Cluster Memory Issue (Termination)

egndz · ‎04-11-2024

Hi,

I have a single-node personal cluster with 56GB memory(Node type: Standard_DS5_v2, runtime: 14.3 LTS ML). The same configuration is done for the job cluster as well and the following problem applies to both clusters:

To start with: once I start my cluster without attaching anything, I have high memory allocation which 18 GB is used and 4.1 GB is cached. Are all of them just Spark, Python, and my libraries? Is there a way to reduce that as it is 40% of my total memory?

I am using .whl file to include my Python Libraries. Same libraries in my local development with virtual environment(python 3.10) takes 6.1GB space.

For my job, I run the following code piece:

train_index = spark.table("my_train_index_table")
test_index = spark.table("my_test_index_table")

abt_table = spark.table("my_abt_table").where('some_column is not null')
abt_table = abt_table.select(*cols_to_select)

train_pdf = abt_table.join(train_index , on=["index_col"], how="inner").toPandas()
test_pdf = abt_table.join(test_index , on=["index_col"], how="inner").toPandas()

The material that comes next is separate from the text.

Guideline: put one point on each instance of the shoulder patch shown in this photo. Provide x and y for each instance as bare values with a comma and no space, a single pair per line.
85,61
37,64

my tables are all delta tables and their size is (from the catalog explorer):

my_train_index_table: 3.4MB - partition:1

my_test_index_table: 870KB - partition:1

my_abt_table: 3.8GB - partition: 40

my_abt_table on pandas after where clause: 5.5GB. This is for analysis purpose, I don't convert this spark df to pandas

my_abt_table on pandas after column selection(lots of String Type): 2.7GB This is for analysis purpose, I don't convert this spark df to pandas.

---

After running the above code cell, 2 pandas frames are created:

train_pdf is 495 MB

test_pdf is 123.7 MB

At this point when I look at the driver logs, I see that GC (Allocation Failure).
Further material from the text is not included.